Fats of life

I love fat. I embrace fat with fully open arms… even fats that other plans have trouble opening the door to, like full-fat dairy, cheese, and dark meat. When these fats are minimally processed and come from whole, natural sources I don’t feel that my body suffers, so I welcome them, too. (You have no idea how much it changed my life to be able to eat cheese again!)

Fatty foods taste luscious, they’re more satisfying, and they keep me full longer. Fatty foods don’t spike my blood sugar and cause my fat cells to enter starvation mode. Fatty foods give me life. 🙂

Here’s what a typical fat-loving day in the life looks like:

I wake up and enjoy a cup of coffee… with whole cream! Or coffee booster. Or I have tea with whole milk. Or just the glass of milk! Mmm.

My breakfasts usually will have a half an avocado, or some nut butter or whole milk Greek yogurt in my smoothie.

Snacks? If I need them at all before lunch — I usually do not — I can pick between cheese or nut butter with my fruit. If I go with veggies, well, I drizzle olive oil over my hummus the way that it was meant to be served, or I make my own dressings* with avocado-oil mayo or full-fat sour cream. Or I oven roast my own nuts and seeds. So delish!

By lunchtime I’m usually still pretty satisfied, so I’m able to have lighter, healthy-tasting lunches now without feeling deprived! I embrace chickpeas and tomatoes and salads in ways that I never have before. I’m actually foregoing meat in my midday meal!

Couple of hours later, I get my choice of snack again. Do I want that luxurious fancy cheese from the gourmet grocers? Or just a handful of rosemary roasted cashews? Whatever I want, I trust that it will satisfy me quickly, I won’t feel the need to eat 2 or 3 or 4 serving sizes like I would with popcorn or crackers, and I won’t be hungry again before dinner.

Dinners are always hearty and tasty – and come on, chicken thighs are the cheapest protein you can buy, and they don’t dry out as easily as the breast. Most nights I don’t even finish what’s on my plate… and that portion size has been getting naturally, steadily, smaller and smaller already.

After dinner, instead of opting for an alcoholic beverage I might have more coffee–decaf, with chicory and, you guessed it, heavy cream! Or make my own whipped cream and dollop it on some fresh berries. Or make the easiest chocolate sauce out of 100% baker’s chocolate and whole milk. And I can have it every. night. If I want to (but I don’t need it.)

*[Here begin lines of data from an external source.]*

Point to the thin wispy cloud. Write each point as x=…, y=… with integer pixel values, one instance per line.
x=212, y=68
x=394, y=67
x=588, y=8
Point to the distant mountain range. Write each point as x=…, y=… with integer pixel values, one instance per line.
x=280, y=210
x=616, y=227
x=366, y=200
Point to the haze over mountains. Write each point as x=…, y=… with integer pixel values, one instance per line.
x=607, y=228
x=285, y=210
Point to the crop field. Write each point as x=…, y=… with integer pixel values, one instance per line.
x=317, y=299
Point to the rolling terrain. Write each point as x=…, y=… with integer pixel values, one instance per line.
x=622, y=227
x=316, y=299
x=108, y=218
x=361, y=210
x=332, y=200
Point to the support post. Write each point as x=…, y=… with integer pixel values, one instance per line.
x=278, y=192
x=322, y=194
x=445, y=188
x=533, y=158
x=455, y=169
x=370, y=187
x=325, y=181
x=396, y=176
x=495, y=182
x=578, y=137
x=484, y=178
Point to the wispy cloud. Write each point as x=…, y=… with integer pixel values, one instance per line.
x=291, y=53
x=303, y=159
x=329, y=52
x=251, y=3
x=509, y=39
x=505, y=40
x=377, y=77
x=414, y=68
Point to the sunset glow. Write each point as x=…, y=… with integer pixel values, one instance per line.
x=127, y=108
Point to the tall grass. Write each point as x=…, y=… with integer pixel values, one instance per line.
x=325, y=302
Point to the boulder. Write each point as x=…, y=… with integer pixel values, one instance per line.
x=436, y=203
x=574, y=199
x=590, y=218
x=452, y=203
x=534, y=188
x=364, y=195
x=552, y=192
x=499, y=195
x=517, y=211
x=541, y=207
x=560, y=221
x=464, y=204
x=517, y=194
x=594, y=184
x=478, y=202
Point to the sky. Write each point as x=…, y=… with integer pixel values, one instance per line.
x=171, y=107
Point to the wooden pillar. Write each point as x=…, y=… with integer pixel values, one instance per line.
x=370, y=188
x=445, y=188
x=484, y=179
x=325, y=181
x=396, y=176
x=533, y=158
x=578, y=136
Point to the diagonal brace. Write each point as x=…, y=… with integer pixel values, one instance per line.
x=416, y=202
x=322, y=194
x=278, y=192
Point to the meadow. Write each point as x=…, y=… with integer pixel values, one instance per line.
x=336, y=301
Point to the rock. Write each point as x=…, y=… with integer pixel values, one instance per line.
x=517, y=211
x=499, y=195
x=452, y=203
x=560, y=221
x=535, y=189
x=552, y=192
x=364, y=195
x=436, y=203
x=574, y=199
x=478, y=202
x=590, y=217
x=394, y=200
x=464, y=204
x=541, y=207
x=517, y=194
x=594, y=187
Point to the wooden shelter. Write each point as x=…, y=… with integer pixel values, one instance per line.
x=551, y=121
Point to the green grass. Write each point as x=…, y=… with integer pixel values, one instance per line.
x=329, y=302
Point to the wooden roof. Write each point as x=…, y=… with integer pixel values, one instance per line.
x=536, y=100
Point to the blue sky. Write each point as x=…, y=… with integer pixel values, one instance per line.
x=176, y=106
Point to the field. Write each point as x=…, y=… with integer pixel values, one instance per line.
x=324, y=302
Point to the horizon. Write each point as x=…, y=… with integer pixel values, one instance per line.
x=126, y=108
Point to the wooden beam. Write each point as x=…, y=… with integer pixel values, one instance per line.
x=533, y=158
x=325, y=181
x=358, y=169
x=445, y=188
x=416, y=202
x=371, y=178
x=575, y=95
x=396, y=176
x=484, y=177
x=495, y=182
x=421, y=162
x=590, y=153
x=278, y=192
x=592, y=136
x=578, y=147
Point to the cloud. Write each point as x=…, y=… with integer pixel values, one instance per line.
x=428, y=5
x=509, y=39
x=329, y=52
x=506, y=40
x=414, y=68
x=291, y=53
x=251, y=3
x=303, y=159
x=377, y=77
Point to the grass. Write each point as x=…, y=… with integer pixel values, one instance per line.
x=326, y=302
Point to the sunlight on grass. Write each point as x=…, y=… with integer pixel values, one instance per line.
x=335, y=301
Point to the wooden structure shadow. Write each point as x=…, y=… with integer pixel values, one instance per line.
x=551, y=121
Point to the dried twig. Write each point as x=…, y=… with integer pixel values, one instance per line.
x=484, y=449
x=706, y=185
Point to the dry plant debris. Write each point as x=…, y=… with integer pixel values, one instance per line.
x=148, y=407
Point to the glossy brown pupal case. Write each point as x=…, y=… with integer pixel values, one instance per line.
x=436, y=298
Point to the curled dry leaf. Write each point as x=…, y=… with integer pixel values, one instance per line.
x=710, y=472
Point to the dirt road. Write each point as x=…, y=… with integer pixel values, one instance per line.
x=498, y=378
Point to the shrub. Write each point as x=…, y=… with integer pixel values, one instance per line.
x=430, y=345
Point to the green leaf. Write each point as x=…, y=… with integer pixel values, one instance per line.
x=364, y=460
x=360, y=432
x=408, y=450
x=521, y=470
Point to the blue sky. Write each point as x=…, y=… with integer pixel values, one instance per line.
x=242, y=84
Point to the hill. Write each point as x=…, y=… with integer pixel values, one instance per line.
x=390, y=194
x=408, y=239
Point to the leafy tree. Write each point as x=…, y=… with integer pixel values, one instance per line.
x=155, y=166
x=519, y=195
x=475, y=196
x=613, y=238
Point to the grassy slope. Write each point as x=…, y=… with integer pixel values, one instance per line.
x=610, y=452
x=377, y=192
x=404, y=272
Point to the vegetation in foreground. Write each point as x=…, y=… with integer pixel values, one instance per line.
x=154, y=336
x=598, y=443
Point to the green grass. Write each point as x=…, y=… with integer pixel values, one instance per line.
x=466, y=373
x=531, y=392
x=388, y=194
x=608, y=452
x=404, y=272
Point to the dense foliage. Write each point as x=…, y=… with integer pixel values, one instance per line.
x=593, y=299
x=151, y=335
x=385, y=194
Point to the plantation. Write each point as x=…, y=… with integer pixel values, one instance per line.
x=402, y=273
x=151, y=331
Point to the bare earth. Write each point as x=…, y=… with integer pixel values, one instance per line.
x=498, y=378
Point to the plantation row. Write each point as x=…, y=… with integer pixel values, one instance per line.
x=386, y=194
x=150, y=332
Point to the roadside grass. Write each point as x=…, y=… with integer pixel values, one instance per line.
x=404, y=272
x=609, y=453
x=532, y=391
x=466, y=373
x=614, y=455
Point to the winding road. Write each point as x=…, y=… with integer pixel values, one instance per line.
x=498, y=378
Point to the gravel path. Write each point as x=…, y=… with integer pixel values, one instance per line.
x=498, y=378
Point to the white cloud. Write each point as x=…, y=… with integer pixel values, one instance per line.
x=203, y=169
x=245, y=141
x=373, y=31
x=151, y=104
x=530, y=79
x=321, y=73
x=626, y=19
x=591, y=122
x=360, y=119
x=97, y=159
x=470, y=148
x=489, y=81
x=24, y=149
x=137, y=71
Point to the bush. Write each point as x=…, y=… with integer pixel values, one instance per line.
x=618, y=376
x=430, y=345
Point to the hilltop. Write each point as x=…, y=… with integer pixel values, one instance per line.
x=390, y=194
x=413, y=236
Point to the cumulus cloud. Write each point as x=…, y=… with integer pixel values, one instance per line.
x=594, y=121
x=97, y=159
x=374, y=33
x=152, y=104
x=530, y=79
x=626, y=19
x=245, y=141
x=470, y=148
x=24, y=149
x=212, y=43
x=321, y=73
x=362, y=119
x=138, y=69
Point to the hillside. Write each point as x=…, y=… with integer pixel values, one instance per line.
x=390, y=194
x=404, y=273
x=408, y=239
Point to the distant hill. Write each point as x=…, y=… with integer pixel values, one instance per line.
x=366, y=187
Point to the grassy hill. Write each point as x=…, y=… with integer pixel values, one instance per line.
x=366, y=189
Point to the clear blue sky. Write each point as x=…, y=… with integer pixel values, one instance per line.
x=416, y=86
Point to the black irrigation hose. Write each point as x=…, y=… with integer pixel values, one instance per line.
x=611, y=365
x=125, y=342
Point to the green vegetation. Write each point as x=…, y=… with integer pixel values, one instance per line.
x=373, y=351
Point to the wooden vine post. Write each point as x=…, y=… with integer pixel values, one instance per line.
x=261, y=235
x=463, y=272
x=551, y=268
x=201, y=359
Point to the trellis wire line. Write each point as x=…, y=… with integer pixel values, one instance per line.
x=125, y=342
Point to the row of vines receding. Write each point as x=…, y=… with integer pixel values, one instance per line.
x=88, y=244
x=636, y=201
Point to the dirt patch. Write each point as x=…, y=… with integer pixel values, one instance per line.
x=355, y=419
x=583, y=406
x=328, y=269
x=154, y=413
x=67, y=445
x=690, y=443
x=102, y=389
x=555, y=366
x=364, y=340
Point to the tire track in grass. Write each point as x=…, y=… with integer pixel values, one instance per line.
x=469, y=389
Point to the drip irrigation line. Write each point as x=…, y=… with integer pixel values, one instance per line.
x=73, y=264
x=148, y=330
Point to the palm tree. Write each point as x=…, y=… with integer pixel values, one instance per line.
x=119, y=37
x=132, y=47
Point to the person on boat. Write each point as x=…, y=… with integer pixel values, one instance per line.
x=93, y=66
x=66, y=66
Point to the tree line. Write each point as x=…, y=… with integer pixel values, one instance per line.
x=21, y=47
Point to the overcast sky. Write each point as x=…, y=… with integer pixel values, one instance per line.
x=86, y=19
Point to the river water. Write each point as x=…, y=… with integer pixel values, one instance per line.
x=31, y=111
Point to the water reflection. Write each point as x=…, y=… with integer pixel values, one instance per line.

Sigh. Fat, you make me so happy. Thank you for helping me change my relationship with food and learn how to recognize hunger and satiety in my body. And for being so delicious that I no longer need sweets and breads and crackers. You’re the best.

* The making of your own sauces is important. One of the most fundamental pillars of healthful eating is making things yourself–it’s often easier than you think, and you can control what goes in! Commercial sauces, dressings, even dry seasoning blends are usually laden with hidden sugars, skyrocketing salt content, and artificial junk that your body has a hard time processing and can lead to inflammation.
I used to get so frustrated at the grocery store looking for items on my list without added sugar (even Fajita seasoning! What?!) Now I can feel free to use a luscious sauce or dip whenever I want it, and know that it’s not going to have any unwanted effects on my blood sugar, hormones, or inflammation.